厩務員さんの午後の仕事というと、担当馬の手入れ・馬体のケア・馬房掃除・飼い葉作りなどがあります。ですが、その厩務員さんは馬房掃除と飼い葉作りをするだけで、ほとんど担当馬に触れることはしていませんでした。
しかもその厩務員さんは、担当馬が上級クラスの馬だったり、重賞を勝ったりと、結果は間違いなく出している厩務員さんなのです。
以前にも述べた通り、『馬はなぜ走ったり、走らなかったりするのか?』を究明したかった私にとって、この厩務員さんがなぜ馬を走らせるのか?ということは、とても興味津々な案件でした。
朝の仕事がすごいのか、引き運動に何か秘密があるのか、あるいは飼い葉のやり方に何かコツがあるのか、など様々なことを自分なりに考えました。
しかし、本人に聞いてみても、『何も特別なことはしていない。』としか言わないのです。さらに、同僚の方に聞いてみても、朝の仕事も特別何かしているようには見えない、むしろしていない、とのことなのです。
そんなある日、この厩務員さんの午後の仕事を見ていて、あることに気付きました。馬房掃除をしている際に、馬が捕獲されておらず(無口も付いていない)、馬房内で完全に自由に放たれていたのです。最初は『ん?』と思ったのですが、すぐにピンと来ました。

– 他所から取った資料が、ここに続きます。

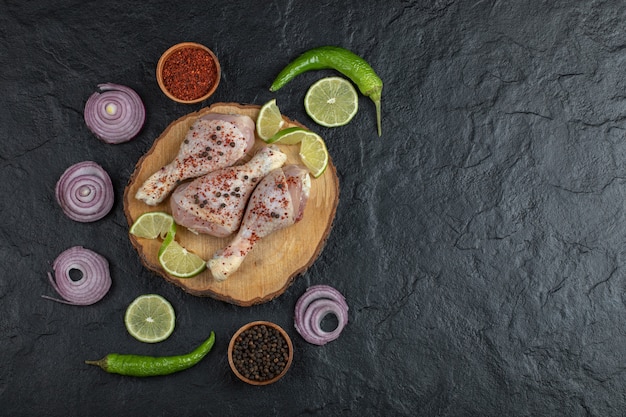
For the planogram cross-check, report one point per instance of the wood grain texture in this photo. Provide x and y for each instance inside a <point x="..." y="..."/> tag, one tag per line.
<point x="272" y="265"/>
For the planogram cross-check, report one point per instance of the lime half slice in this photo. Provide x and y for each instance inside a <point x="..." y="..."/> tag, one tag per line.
<point x="314" y="154"/>
<point x="269" y="120"/>
<point x="331" y="102"/>
<point x="150" y="318"/>
<point x="178" y="261"/>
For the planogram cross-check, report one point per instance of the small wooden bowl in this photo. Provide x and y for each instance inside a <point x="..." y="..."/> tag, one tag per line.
<point x="232" y="345"/>
<point x="175" y="48"/>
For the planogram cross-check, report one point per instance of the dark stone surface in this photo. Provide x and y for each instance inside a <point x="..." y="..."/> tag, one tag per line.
<point x="479" y="242"/>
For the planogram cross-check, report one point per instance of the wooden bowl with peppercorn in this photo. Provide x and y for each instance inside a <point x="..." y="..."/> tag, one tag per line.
<point x="260" y="353"/>
<point x="188" y="72"/>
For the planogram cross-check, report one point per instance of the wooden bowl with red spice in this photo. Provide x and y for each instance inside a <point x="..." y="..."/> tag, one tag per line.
<point x="188" y="72"/>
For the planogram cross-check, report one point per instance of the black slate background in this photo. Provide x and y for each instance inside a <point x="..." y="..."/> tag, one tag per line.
<point x="479" y="242"/>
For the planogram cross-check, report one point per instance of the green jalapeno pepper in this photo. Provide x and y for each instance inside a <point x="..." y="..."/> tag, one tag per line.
<point x="339" y="59"/>
<point x="137" y="365"/>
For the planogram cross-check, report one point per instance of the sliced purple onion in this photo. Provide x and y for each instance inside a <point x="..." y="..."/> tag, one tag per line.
<point x="316" y="303"/>
<point x="85" y="192"/>
<point x="90" y="287"/>
<point x="115" y="114"/>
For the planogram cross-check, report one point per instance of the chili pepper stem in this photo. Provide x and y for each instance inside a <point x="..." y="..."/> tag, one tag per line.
<point x="101" y="363"/>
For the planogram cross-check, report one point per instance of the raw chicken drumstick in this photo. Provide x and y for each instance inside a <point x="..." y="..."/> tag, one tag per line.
<point x="214" y="141"/>
<point x="215" y="203"/>
<point x="276" y="203"/>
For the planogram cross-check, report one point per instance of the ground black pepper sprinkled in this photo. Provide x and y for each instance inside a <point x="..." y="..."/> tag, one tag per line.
<point x="260" y="353"/>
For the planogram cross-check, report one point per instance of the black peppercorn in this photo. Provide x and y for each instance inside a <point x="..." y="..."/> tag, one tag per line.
<point x="260" y="353"/>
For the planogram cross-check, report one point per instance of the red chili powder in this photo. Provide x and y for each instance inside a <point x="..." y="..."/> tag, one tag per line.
<point x="189" y="73"/>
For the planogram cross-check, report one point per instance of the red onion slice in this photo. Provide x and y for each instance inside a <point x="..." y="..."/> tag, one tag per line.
<point x="85" y="192"/>
<point x="115" y="114"/>
<point x="94" y="283"/>
<point x="311" y="308"/>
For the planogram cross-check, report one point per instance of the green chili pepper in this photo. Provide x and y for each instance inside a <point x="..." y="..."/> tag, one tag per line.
<point x="136" y="365"/>
<point x="342" y="60"/>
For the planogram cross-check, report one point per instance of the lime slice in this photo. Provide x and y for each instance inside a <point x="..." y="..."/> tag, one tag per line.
<point x="178" y="261"/>
<point x="331" y="101"/>
<point x="290" y="136"/>
<point x="269" y="120"/>
<point x="150" y="318"/>
<point x="152" y="225"/>
<point x="314" y="154"/>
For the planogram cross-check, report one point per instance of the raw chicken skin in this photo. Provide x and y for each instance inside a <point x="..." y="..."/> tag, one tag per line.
<point x="244" y="123"/>
<point x="215" y="203"/>
<point x="276" y="203"/>
<point x="211" y="143"/>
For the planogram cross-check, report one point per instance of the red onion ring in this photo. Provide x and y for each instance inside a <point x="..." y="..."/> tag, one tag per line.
<point x="311" y="308"/>
<point x="115" y="114"/>
<point x="94" y="283"/>
<point x="85" y="192"/>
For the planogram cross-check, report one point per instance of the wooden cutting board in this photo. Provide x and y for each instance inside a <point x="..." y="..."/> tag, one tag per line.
<point x="272" y="265"/>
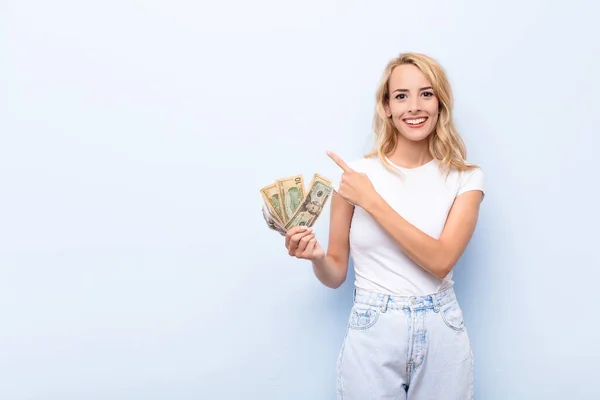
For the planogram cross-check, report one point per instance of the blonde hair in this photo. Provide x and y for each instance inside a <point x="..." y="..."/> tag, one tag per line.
<point x="445" y="143"/>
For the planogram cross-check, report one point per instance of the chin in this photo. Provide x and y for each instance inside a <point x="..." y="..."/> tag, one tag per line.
<point x="415" y="135"/>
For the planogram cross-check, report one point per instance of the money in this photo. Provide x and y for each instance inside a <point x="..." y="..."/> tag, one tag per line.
<point x="291" y="193"/>
<point x="286" y="203"/>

つまり、『何も特別なことはしていない。』というのが肝なのかもしれない、と考えました。この厩務員さんの担当馬は、もしかするとストレスフリー(ゼロではないと思いますが)なのかもしれない、ということです。
もちろん、必要なケアもありますので、何もしないことが必ずしもいいことだとは限りません。ただの仕事をしない人、と認識されてしまうこともあるかもしれません。
前置きがかなり長くなりましたが、私は『診療にかける時間は短ければ短いほどよい。』と考えています。
それは、馬たちが私たち獣医師に触れられている時間や、治療されている時間というのは、ストレスでしかないと思うからです。
もちろん、じっくりと時間をかけて診なければならない症例や、じっくりと時間をかけて診た方がよい場合もあります。疝痛時の大量補液や、吸入、電気鍼など、時間がかかるのはやむを得ない処置も例外的にあります。中には治療を全く苦にせず、むしろ喜んでいるかのような馬たちも存在するかもしれません。
しかし、そもそも馬という動物は、人間に触れられることを前提として生きているとは思えませんし、馬房内にずっと居ることだけでも相当なストレスがかかっているのではないかと思われます。
私は、なるべく迅速に診断し、なるべく迅速に処置して、スマートかつ最短な治癒を目指すよう、また、最小限の処置で最大限の効果を見込める治療を心掛けています。
『渋谷は来てパッと診たらすぐにいなくなる。』とか思われる方も、中にはいらっしゃるかもしれません。しかし、そこには私なりに思うところがあってのことなので、どうかご容赦いただければ幸いです(たまに長居することもありますが…)。
極論をいうならば、診療も馬を捕獲せずに行えばいいのでは?と思う方もいらっしゃるかもしれませんが、さすがにそれでは厩務員さんや私たちが怪我をしてしまいますので、その点もどうかご容赦いただければと思います(笑)。